Im ersten Viertel des Buches geht es gleich richtig zur Sache: Andreas Eckart wird aus einer streng bewachten US-amerikanischen psychiatrischen Klinik in einem showdownähnlichen Schachzug befreit und in Sicherheit gebracht. Wow, für solch eine Aktion brauchen manch andere AutorInnen gut und gerne 300 Seiten
Ähnlich actionreich geht es weiter vor dem Hintergrund des Ungarnaufstandes. Keine Frage, der Autor weiß wovon er schreibt und schildert detailliert die Ursachen, die zu diesem Aufstand führten. Dennoch wirkte es auf mich mehr wie eine Kulisse, vor der sich die eigentliche Geschichte abspielt, denn es hätte sich genauso gut auch während der sowjetischen Invasion der Tschechoslowakei ereignen können. Vielleicht liegt es daran, dass die beiden Protagonisten kein Teil dieser Gesellschaft waren und somit sämtliche Ereignisse praktisch aus dritter Hand erfuhren.
Während ich die Actionszenen praktisch durchweg als packend und spannend empfand, hatte ich hingegen mit den 'gefühligen' Situationen Eckarts so meine Schwierigkeiten.
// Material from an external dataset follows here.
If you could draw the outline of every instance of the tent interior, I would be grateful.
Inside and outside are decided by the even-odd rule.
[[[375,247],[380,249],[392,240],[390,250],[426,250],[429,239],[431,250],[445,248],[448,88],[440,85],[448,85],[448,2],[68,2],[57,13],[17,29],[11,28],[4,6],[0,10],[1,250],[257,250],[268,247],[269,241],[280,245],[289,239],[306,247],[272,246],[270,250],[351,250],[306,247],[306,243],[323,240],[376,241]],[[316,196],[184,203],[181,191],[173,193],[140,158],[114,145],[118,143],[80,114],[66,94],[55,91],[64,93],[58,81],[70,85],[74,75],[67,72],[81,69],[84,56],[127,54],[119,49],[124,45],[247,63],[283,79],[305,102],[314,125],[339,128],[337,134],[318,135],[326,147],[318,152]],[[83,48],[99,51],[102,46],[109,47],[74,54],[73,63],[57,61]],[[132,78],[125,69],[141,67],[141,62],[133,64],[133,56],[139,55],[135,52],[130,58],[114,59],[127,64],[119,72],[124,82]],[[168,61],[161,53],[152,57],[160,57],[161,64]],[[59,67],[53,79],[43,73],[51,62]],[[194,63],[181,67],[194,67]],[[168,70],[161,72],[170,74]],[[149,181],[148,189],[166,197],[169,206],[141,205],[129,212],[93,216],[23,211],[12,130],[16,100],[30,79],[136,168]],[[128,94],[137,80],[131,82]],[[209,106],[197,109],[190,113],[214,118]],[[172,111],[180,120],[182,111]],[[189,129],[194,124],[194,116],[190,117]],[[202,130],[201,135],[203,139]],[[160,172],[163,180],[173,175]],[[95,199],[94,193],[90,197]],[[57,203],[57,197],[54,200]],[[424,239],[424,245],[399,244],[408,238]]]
Nicht dass ich so etwas nicht gerne lese. Aber in dieser Form passte es einfach nicht zu ihm: "Sammelte die Scherben seiner Liebe auf..." oder "Was die Waage zur Neigung brachte ...". Natürlich ist er ein nachdenklicher Mensch, der sich Gedanken über seine Vergangenheit und den Sinn des Lebens macht, aber nicht mit einer derart romantisierenden Attitüde.
Sieht man diesen Mäkeleien ab, ist es ein richtig actionreicher Thriller, bei dem ich nun nur noch frage: Wann kommt die Verfilmung?